Conspiracy theorists on Twitter spent the weekend insisting the racist shooter in Jacksonville, Florida who killed three people on Saturday was part of a “psyop” somehow organized by the U.S. government. As evidence for the theory, many far-right accounts said the shooter’s manifesto was immediately released, while other left-wing shooters have had their manifestos withheld. What’s the only problem? That’s simply not true.
“Anyone else notice how we got the Jacksonville shooter’s manifesto within hours of the ‘racially motivated’ incident, but we still don’t have the Nashville Trans Terrorist’s manifesto 5 months after they murdered Christian schoolchildren?” one account known as DC_Draino tweeted on Sunday.
“It’s a simple explanation: One boosts the regime’s racially divisive narrative. The other doesn’t,” the account continued, referring to President Joe Biden’s administration as a regime.
Jacksonville sheriff T.K. Waters gave a press conference Sunday to explain the case. He also revealed that Ryan Christopher Palmeter, 21, shot three Blacks at the Dollar General in a racist crime. Waters says the shooter wrote “several” manifestos that “detailed the shooter’s disgusting ideology of hate.” Palmeter eventually turned the gun on himself.
“Plainly put, this shooting was racially motivated, and he hated Black people,” Waters said at the Sunday news conference.
In spite of reports spread on Twitter, now known officially as X (the social media platform), where many people claim that the manifestos were released by the local authorities, these manifestos are not available.
Online, right-wing commentators have repeatedly demanded that the manifesto for the shooter responsible for killing six people inside a Nashville Christian high school in march 2023 be made public. Police haven’t released the manifesto, or any other writings of Aiden Hale (the 28-year old who committed the crime before being shot by the police). And while many conspiracy theorists try to suggest there’s some nefarious motive behind not releasing the manifesto, the Associated Press points out there’s no national standard for releasing such writings.
Many mass shootings, no matter what their politics are, do not share their manifestos online. But the advent of the internet in the past 20 years has enabled many violent attackers to post their hateful thoughts before they begin their attack. The Jacksonville Shooter and the Nashville Christian School Shooter both did not publish their manifestos.
One example of hateful writings spreading far and wide is the manifesto shared by the shooter in Christchurch in New Zealand who murdered 51 people in two mosques before committing the attack. He posted it on 8chan. In addition to the fact that the New Zealand police didn’t release this manifesto, they also made it an offence for anyone in New Zealand to have the document.
Whenever mass shooters commit their heinous crimes, it’s only natural for the public to have questions about why they did it. But shootings are so common and occur for such a wide variety of reasons that it’s hard to say there’s much public interest in releasing their screeds.
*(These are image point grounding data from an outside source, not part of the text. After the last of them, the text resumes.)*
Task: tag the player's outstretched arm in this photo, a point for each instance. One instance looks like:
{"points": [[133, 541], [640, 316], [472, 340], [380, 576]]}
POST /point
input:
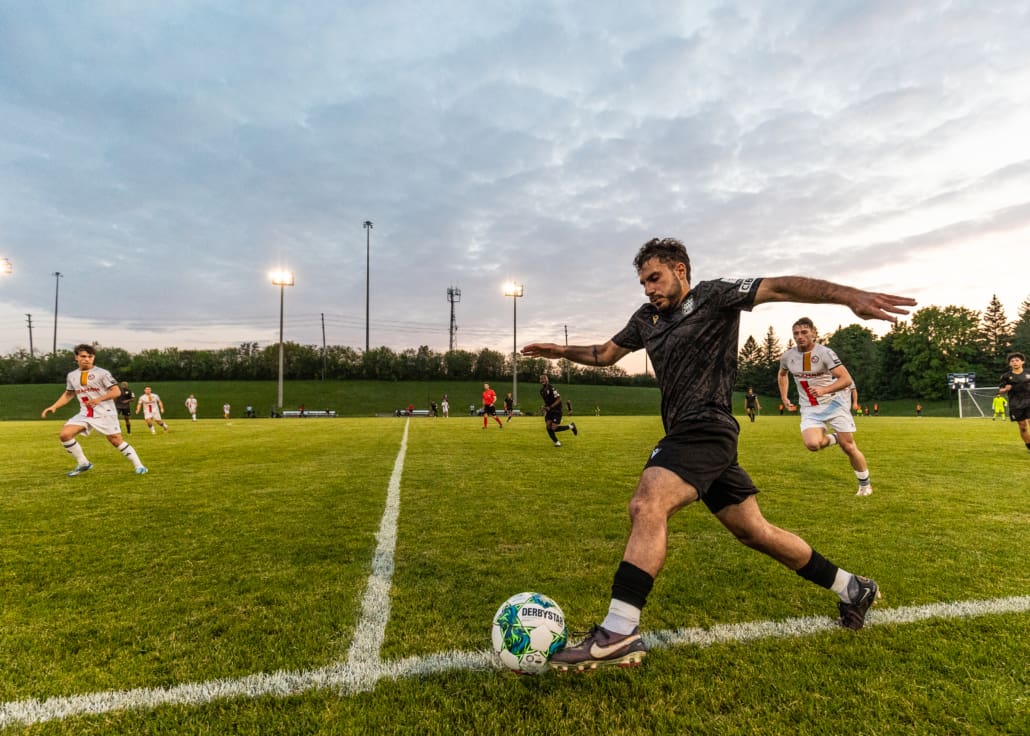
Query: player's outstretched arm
{"points": [[867, 305], [606, 354]]}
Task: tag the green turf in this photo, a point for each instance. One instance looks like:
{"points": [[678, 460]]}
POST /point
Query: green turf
{"points": [[247, 547]]}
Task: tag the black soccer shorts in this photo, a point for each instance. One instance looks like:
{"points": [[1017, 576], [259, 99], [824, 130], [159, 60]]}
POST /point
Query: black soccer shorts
{"points": [[704, 454]]}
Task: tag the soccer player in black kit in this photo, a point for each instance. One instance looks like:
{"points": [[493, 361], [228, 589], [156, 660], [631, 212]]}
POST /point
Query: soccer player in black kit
{"points": [[1015, 385], [690, 334], [552, 411]]}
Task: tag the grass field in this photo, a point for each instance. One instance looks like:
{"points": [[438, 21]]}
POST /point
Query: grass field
{"points": [[255, 582]]}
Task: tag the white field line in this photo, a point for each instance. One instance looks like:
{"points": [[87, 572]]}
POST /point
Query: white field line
{"points": [[364, 668], [363, 660]]}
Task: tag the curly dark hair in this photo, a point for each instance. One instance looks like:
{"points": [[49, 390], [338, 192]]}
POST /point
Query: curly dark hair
{"points": [[667, 250]]}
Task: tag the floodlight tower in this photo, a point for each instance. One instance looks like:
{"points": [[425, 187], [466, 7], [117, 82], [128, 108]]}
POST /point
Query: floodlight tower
{"points": [[453, 295], [282, 279], [515, 291], [368, 276]]}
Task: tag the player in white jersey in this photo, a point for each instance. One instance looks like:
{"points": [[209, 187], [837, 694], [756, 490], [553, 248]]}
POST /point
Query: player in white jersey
{"points": [[96, 390], [824, 396], [152, 407], [192, 407]]}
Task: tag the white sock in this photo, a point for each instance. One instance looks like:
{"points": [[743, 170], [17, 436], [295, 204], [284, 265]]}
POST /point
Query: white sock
{"points": [[840, 585], [75, 450], [622, 618], [128, 450]]}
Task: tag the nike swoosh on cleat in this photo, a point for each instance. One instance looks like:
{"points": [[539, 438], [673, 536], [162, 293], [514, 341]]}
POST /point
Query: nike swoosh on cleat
{"points": [[599, 653]]}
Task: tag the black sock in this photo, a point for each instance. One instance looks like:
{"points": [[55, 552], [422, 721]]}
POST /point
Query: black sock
{"points": [[819, 570], [631, 585]]}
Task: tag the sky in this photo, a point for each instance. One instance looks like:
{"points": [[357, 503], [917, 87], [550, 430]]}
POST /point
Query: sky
{"points": [[165, 156]]}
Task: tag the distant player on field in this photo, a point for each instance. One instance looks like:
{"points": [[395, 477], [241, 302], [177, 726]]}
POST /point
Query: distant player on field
{"points": [[552, 411], [999, 406], [191, 404], [96, 390], [824, 396], [751, 404], [1016, 385], [124, 405], [489, 398], [152, 408]]}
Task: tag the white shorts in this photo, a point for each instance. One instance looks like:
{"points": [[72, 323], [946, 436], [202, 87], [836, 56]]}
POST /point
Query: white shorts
{"points": [[835, 414], [105, 424]]}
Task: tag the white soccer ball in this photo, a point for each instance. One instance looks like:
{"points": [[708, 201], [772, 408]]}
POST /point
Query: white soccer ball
{"points": [[527, 629]]}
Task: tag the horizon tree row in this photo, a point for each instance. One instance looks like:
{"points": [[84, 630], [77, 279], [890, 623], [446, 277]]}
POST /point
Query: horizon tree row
{"points": [[912, 360]]}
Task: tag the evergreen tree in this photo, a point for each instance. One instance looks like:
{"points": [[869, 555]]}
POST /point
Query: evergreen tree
{"points": [[997, 337], [1021, 330], [750, 364]]}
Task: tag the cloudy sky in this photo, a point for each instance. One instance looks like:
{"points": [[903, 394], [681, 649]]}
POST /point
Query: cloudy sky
{"points": [[165, 155]]}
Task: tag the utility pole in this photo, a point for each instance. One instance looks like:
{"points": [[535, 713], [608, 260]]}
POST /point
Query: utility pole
{"points": [[57, 290], [32, 352], [368, 276], [568, 363], [453, 295]]}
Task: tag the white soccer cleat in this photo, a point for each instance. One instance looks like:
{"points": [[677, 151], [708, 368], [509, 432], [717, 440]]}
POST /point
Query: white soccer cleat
{"points": [[79, 469]]}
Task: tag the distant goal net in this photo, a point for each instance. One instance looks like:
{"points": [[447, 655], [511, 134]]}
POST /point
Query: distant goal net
{"points": [[976, 402]]}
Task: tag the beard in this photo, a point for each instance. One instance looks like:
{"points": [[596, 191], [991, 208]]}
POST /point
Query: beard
{"points": [[672, 299]]}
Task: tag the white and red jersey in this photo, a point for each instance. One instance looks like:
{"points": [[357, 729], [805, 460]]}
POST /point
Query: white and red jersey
{"points": [[93, 384], [150, 404], [811, 370]]}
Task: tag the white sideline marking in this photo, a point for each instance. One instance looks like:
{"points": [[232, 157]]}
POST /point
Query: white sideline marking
{"points": [[364, 668], [355, 676], [363, 660]]}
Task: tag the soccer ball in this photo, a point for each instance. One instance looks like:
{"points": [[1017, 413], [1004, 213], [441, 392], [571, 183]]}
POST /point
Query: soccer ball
{"points": [[527, 629]]}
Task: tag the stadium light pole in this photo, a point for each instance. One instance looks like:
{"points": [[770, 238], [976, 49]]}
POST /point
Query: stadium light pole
{"points": [[515, 291], [368, 273], [57, 290], [282, 279]]}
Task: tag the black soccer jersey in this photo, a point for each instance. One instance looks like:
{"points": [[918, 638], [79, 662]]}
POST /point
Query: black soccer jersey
{"points": [[549, 394], [693, 349], [1019, 394]]}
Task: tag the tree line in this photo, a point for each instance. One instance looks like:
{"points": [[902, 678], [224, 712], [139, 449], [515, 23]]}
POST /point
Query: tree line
{"points": [[912, 360], [250, 362]]}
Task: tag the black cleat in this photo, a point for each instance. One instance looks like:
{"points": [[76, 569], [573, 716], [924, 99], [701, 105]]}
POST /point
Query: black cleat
{"points": [[601, 649], [853, 615]]}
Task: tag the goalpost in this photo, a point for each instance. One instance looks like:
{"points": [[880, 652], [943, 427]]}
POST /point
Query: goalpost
{"points": [[975, 402]]}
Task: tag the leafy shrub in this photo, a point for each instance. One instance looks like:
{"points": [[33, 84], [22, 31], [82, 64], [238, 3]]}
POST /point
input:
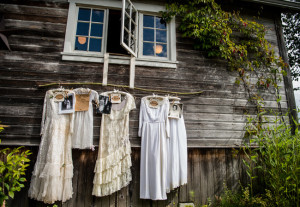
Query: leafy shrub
{"points": [[12, 171]]}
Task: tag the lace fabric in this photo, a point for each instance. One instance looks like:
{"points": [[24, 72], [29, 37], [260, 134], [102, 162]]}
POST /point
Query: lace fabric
{"points": [[112, 169], [82, 138], [53, 171]]}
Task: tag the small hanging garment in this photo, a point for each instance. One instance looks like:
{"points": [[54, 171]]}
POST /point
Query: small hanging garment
{"points": [[112, 170], [82, 138], [177, 151], [104, 105], [53, 171], [154, 131]]}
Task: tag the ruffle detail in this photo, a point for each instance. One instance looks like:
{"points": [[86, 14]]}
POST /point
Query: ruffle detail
{"points": [[54, 182], [109, 175], [115, 185], [113, 159], [113, 172]]}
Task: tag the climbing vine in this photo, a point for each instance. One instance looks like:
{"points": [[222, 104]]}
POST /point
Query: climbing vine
{"points": [[239, 41]]}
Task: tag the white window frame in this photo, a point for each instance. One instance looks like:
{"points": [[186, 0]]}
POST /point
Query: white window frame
{"points": [[69, 54]]}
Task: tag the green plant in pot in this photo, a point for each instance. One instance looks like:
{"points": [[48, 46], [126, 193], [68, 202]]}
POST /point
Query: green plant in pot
{"points": [[13, 164]]}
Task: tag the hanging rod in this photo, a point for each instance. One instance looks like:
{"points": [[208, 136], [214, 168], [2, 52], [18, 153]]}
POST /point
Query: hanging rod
{"points": [[123, 86]]}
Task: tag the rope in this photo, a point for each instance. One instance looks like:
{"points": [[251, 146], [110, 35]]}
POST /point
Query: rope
{"points": [[124, 86]]}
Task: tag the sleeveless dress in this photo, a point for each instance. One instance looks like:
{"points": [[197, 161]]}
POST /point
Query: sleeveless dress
{"points": [[53, 171], [82, 138], [112, 170], [154, 130]]}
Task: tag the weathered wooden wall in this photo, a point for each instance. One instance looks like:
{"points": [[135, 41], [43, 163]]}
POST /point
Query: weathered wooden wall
{"points": [[208, 171], [214, 120]]}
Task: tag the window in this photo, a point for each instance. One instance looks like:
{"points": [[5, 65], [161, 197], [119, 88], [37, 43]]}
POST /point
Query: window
{"points": [[121, 28], [154, 42], [89, 32]]}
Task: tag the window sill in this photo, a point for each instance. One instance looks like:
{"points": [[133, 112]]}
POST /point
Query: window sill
{"points": [[118, 60]]}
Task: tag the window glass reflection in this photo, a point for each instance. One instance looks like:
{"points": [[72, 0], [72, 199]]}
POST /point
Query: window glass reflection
{"points": [[97, 16], [148, 48], [161, 36], [82, 28], [96, 30], [81, 43], [161, 50], [95, 45], [148, 21], [148, 35], [160, 23], [84, 14]]}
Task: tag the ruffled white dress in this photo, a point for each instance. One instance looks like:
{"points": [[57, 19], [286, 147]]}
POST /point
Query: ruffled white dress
{"points": [[154, 130], [82, 138], [177, 154], [112, 170], [53, 171]]}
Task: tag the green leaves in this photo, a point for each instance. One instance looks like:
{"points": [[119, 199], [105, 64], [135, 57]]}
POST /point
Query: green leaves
{"points": [[11, 171]]}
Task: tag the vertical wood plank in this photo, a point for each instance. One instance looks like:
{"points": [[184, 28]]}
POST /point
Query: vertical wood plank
{"points": [[203, 175], [132, 72], [220, 171], [105, 69], [134, 187], [196, 183], [210, 176], [190, 176]]}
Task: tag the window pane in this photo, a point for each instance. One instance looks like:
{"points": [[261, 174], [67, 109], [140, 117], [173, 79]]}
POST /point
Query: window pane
{"points": [[161, 50], [161, 36], [95, 45], [132, 43], [82, 29], [148, 21], [148, 35], [126, 22], [133, 15], [84, 14], [160, 23], [81, 43], [148, 48], [126, 37], [97, 16], [97, 30]]}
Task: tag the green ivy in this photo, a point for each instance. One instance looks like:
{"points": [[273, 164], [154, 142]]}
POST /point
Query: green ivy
{"points": [[227, 35], [12, 171]]}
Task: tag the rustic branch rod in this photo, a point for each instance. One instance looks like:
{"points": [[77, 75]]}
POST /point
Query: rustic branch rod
{"points": [[123, 86]]}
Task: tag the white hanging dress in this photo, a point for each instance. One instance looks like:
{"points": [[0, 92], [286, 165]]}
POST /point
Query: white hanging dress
{"points": [[177, 154], [154, 130], [112, 170], [82, 138], [53, 171]]}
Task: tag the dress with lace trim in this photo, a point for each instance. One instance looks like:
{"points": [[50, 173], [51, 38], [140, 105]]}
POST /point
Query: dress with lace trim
{"points": [[112, 170]]}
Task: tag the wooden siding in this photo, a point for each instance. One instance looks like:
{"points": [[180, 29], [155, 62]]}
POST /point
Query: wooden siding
{"points": [[208, 171], [214, 118]]}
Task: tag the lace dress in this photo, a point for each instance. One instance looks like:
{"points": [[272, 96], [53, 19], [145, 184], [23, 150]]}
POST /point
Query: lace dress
{"points": [[154, 130], [82, 138], [112, 170], [53, 171]]}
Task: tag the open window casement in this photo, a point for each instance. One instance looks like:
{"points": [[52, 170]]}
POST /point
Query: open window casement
{"points": [[129, 27]]}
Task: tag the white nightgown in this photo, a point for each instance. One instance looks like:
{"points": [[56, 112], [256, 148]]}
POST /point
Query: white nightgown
{"points": [[112, 170], [82, 138], [177, 154], [53, 171], [154, 130]]}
Gun Violence Archive reports that the U.S. had 476 mass killings in this past year. Everyone knows that this high number is unheard of among wealthy countries. Some U.S. lawmakers will claim that our epidemic of mass shootings is a result of mental health issues or declining prayer. The U.S. has the highest level of religiousness among wealthy nations. But, every country in the world suffers from mental illnesses. Our number of firearms is what sets us apart.
Americans have bought more than 60 million new firearms during this epidemic, which is an astounding number in a country with over 330 millions people. Our elected leaders have shown little desire to introduce new regulations on guns, so this number is only going to increase over the next few months and even years. It is up to the police whether or not they release mass shooter manifestos. But there’s absolutely no evidence that releasing manifestos will help get our violence problem under control.